Social psychologist Nicholas Epley and others have studied how well couples guess each other’s opinions and preferences. They consistently find that even long-married couples think they know one another a lot better than they actually do.

For example, on a survey that asked participants to rate their own intelligence, athleticism, and attractiveness, people thought they could correctly guess their partners’ responses about 80 percent of the time. Actually, they guessed right only 30 percent of the time - not much better than chance (10 percent)!

It turns out that there is only one way to know what someone else thinks, and that is to ask.  
We aren’t very good at prediction in general, and violence is particularly hard to predict. We know some characteristics of mass killers, but millions who share those characteristics never become violent at all.

Mass killers are often portrayed as socially isolated loners, but that’s not quite accurate, according to Katherine Newman, a sociologist at Johns Hopkins University who has studied high-school and university shootings. “After the fact, when you interview people who knew them, they’ll say, ‘He had friends.

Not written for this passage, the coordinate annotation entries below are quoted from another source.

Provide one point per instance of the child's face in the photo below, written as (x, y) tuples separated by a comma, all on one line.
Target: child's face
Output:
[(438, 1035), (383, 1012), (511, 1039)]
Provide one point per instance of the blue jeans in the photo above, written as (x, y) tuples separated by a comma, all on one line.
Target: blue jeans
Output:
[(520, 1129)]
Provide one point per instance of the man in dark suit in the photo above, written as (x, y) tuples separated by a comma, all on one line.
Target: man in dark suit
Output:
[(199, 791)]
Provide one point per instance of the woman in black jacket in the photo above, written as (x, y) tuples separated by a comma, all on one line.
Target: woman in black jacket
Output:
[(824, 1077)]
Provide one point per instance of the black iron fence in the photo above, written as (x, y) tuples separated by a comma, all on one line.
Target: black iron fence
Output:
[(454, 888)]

I was one of his friends.’ But in general, their social experience is not one of easy incorporation.”

Many people struggle with social acceptance, with friendships – and with self-esteem.  Many experience failure and disappointments, unemployment and rejection – all things associated with mass killings…but only the tiniest number of those people ever become violent.

The combined evidence of science and art, as well as real life experience, leave us with what we have known for a long time; that - broadly speaking, though not in every case - the best predictors of violence are still these: a history of violence and access to guns.

All we need now is the resolve to act wisely on what we know.